The Security of AI: The Art of Incident Response

AI and LLMs are transforming how organisations build products and run operations. They’re also changing what “an incident” looks like. When a traditional system is compromised, you often get familiar signals: malware, lateral movement, suspicious binaries, noisy C2 traffic. With AI systems, the first sign can be quieter, more ambiguous, and far more dangerous to ignore.

Not a service outage. Not an obvious intrusion. Just a model that starts behaving… differently.

I’ve spoken to a lot of security professionals who feel comfortable with classic incident response but get uneasy when the discussion shifts to production AI. That unease is rational. Attackers don’t need to take your platform down to harm you. They can steer it. They can degrade it. They can manipulate it in ways that look like “business variance” rather than a cyber event—until the impact is real.

This post is about responding to incidents in AI systems: what to look for, how to reason about the signals, and how to organise a response when the system is technically healthy but operationally compromised.

What an AI incident looks like

Incidents in AI platforms often present as subtle deviations from expected behaviour. That’s the defining feature: the system still answers requests, still returns outputs, still meets uptime targets—and yet it starts producing outcomes that are measurably off.

A recommendation engine gradually shifts toward riskier options. A fraud model starts missing obvious fraud. A content system becomes easier to manipulate. A customer service agent starts “confidently wrong” in patterns that correlate with a specific input source. In regulated environments, this isn’t just a security issue; it’s a governance and liability issue too.

The hard part is that these symptoms don’t align neatly with traditional detection signatures. They look like drift, or bias, or a bad deploy, or “weird user behaviour”. That ambiguity is where attacker dwell time lives.
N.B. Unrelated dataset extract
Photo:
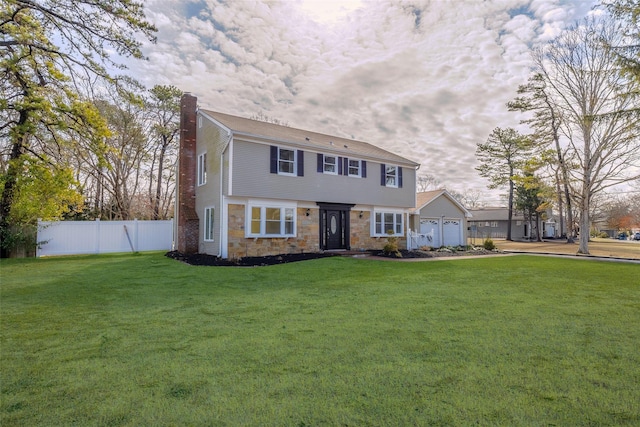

Detection is behavioural, not signature-based

For AI systems, detection starts with the discipline of baselines. If you don’t know what “normal” looks like for inputs, outputs, and model performance, you don’t know what “suspicious” looks like either.

Some of the most useful high-level signals are still familiar, just reframed:

  • Volume anomalies. Spikes in request rates can indicate probing, extraction attempts, or attempts to overwhelm and distract.
  • Input distribution shifts. If the shape of incoming data changes abruptly—or changes in a way that maps to a particular client, geography, or integration—it can indicate manipulation or targeted probing.
  • Output and decision anomalies. A model that suddenly produces higher-risk recommendations, higher false positives, or unusual confidence patterns needs investigation even if infrastructure metrics look fine.
  • Behavioural “near-misses”. Repeated similar requests with small variations can be a sign of systematic probing—especially in systems exposed via API.

The key is automation. Human intuition doesn’t scale when the anomaly is “a slow drift over 48 hours” across thousands of decisions. The detection layer has to be able to surface statistically meaningful deviations quickly and route them into investigation.

The hidden complexity: interdependencies

AI-powered systems are rarely “a model behind an API”. They’re systems-of-systems: pipelines, feature stores, retrieval layers, prompt templates, tool integrations, policy checks, caching layers, and feedback loops. If one component is compromised, the blast radius may show up somewhere else entirely.

This is why incident responders need a dependency map. Not a perfect one, but enough to answer basic questions under pressure:

  • What upstream data sources can influence outputs?
  • What parts of the pipeline can change without a deployment?
  • What integrations can take actions on the model’s behalf?
  • Where do prompts, policies, retrieval sources, and tools intersect?

A single weak point in that graph can cascade into “the model is wrong everywhere”.

Response: treat the model like production… because it is

When an incident is suspected, the goal is to move quickly without turning a hypothesis into self-inflicted downtime. A pragmatic AI incident response flow looks like this:

Containment first. If the system can take actions (approve loans, trigger workflows, send messages, modify records), containment is about preventing further harm, not proving root cause. That might mean quarantining an endpoint, disabling tool access, switching to a safe mode, or failing over to a simpler model or static rules.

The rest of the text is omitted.